O avestruz, maior espécie de ave existente, não enterra a cabeça como frequentemente vemos em desenhos animados. Isso não passa de um mito. Quando acuado, o bípede dispara em uma corrida que chega a atingir 70 km por hora.
Entretanto, a figura mítica do avestruz com a cabeça enterrada deixando todo o resto do corpo pra fora (principalmente o rabo) ilustra perfeitamente cenas cotidianas de pessoas utilizando abusivamente seus aparelhos celulares. É a “geração avestruz”.
Deixando de lado todo o discurso demagógico, válido, mas demagógico, de que o celular é indispensável nos dias de hoje, que é uma ferramenta útil de comodidade e comunicação, etc. etc. é inegável o fato de que para muitas pessoas o aparelho tornou-se uma dependência emocional, quase uma necessidade biológica. Isso vai além de considerar o celular como objeto de desejo e consumo, mas objeto de “refúgio” onde seus usuários frenéticos enterram suas cabeças, como o avestruz, deixando o resto do corpo (principalmente o rabo) para fora.
Já existe comprovação científica atestando que o uso abusivo do aparelho celular pode gerar transtornos psicossociais. A Sociedade Canadense de Pediatria, por exemplo, recomenda que crianças devam ter acesso restrito ao uso do celular. O crescimento e desenvolvimento cerebral da criança ocorrem em um ritmo rápido e os estímulos da excessiva exposição aos aparelhos tecnológicos causam déficit de atenção, atrasos cognitivos e de aprendizagem, além de limitar o desenvolvimento do autocontrole.
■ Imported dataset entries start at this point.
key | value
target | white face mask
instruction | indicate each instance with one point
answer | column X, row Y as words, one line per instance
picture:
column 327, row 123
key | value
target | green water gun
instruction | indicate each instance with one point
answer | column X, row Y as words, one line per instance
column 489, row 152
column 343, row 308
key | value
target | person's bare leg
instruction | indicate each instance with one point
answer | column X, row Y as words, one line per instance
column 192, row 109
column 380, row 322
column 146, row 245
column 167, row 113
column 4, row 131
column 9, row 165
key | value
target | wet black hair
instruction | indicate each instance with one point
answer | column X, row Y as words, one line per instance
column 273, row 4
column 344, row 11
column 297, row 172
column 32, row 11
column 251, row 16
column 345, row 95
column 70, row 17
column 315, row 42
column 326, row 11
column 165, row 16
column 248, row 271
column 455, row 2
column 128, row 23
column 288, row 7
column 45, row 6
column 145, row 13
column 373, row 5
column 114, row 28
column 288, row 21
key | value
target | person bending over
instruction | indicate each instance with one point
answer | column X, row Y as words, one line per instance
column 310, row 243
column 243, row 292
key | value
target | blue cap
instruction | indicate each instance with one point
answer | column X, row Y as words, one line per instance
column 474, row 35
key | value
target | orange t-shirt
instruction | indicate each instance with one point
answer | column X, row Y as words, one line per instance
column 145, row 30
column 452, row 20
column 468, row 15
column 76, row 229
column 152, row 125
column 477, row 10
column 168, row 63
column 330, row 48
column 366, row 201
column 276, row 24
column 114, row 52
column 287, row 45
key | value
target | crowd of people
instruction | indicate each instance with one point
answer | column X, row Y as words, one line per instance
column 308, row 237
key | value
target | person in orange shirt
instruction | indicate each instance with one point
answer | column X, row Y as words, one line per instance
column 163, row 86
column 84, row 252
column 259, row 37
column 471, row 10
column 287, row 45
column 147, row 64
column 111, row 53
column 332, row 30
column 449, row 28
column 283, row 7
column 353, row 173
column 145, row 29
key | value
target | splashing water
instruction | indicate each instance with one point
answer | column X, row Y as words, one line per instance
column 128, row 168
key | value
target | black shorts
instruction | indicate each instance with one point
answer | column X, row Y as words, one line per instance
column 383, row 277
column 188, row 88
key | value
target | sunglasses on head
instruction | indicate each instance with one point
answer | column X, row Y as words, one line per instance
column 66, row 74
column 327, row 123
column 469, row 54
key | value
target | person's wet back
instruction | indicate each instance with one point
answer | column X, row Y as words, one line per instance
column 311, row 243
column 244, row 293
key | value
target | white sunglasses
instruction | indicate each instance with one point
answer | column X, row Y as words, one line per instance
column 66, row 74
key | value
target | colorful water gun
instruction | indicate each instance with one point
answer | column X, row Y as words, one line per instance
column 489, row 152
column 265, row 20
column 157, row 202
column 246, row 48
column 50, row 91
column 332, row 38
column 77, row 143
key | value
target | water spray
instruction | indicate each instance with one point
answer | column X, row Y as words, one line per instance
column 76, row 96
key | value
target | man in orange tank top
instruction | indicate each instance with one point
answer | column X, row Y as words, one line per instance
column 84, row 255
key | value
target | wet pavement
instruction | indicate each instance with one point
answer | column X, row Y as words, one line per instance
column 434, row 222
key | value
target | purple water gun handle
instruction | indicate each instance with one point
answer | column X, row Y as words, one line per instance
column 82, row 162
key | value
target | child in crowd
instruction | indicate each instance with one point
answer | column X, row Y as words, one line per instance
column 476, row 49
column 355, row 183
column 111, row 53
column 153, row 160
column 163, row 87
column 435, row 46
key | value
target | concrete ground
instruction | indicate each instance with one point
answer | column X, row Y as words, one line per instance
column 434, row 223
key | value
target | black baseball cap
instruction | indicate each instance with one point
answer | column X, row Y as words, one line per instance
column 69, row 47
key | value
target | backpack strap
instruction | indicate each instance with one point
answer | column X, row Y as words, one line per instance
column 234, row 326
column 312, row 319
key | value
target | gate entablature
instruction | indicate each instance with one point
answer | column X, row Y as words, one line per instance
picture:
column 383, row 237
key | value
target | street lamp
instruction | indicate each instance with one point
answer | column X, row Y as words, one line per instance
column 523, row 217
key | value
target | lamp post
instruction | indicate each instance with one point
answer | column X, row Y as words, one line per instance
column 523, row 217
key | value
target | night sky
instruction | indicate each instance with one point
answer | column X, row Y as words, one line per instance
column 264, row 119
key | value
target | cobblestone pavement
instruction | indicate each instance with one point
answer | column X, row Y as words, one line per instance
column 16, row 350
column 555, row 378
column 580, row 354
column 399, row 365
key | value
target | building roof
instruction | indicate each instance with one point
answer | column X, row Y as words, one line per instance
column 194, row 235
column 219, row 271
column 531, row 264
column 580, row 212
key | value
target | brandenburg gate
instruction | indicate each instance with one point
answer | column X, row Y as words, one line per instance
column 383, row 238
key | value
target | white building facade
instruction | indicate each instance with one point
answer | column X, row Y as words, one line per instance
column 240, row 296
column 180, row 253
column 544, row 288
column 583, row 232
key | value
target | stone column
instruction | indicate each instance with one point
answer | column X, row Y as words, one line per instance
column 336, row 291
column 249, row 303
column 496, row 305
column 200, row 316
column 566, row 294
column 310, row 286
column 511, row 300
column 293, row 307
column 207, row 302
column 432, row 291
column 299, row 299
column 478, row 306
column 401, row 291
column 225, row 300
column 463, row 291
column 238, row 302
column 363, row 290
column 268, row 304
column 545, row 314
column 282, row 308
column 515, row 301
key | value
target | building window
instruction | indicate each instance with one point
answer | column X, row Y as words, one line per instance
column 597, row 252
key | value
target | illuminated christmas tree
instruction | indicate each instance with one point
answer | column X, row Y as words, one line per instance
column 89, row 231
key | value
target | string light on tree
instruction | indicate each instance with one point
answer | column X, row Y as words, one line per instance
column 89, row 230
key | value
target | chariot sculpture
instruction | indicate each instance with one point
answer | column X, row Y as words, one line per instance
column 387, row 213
Relacionado a isso está o fato da obesidade infantil, acarretada pela privação de atividades físicas por conta da virtualidade do cotidiano. Insônia e baixo rendimento escolar também são constantes nesses mesmos casos. Além disso, a Organização Mundial de Saúde classificou os telefones celulares como carcinogênicos com o risco de categoria 2B, ou seja, estimulante cancerígeno no organismo.
A “geração avestruz” não é composta apenas de crianças, mas de adolescentes, jovens e adultos. Quando o indivíduo enterra sua atenção ao aparelho celular em ambientes de socialização deixa de socializar-se literalmente. Pessoas, barulhos, acontecimentos ao redor tornam-se imperceptíveis e o mundo torna-se um minimundo para aquela pessoa. Enterrando sua cabeça no celular a pessoa deixa o resto do seu ser exposto a perigos do cotidiano. Um exemplo claro é o número de roubos dos próprios celulares no Brasil. A seguradora BemMaisSeguro.com apontou que somente a cidade de São Paulo em 2014 registrou um aumento de 149,6% nos números de roubos a telefones celulares. Ou seja, o usuário está tão enfiado no seu aparelho que se torna apático ao que ocorre a sua volta. Isso causa distúrbios graves no próprio contexto social em que se insere. Como o avestruz, esconde a cabeça mas deixa o corpo exposto ao perigo (principalmente o rabo).
A “celularzação” da sociedade pode ser um neologismo baixo e pífio, mas seu significado é ainda mais escroto e bizarro quando visto em prática no cotidiano. A tecnologia foi feita para o homem e não o homem para a tecnologia. O homem foi feito para o homem e não para o celular.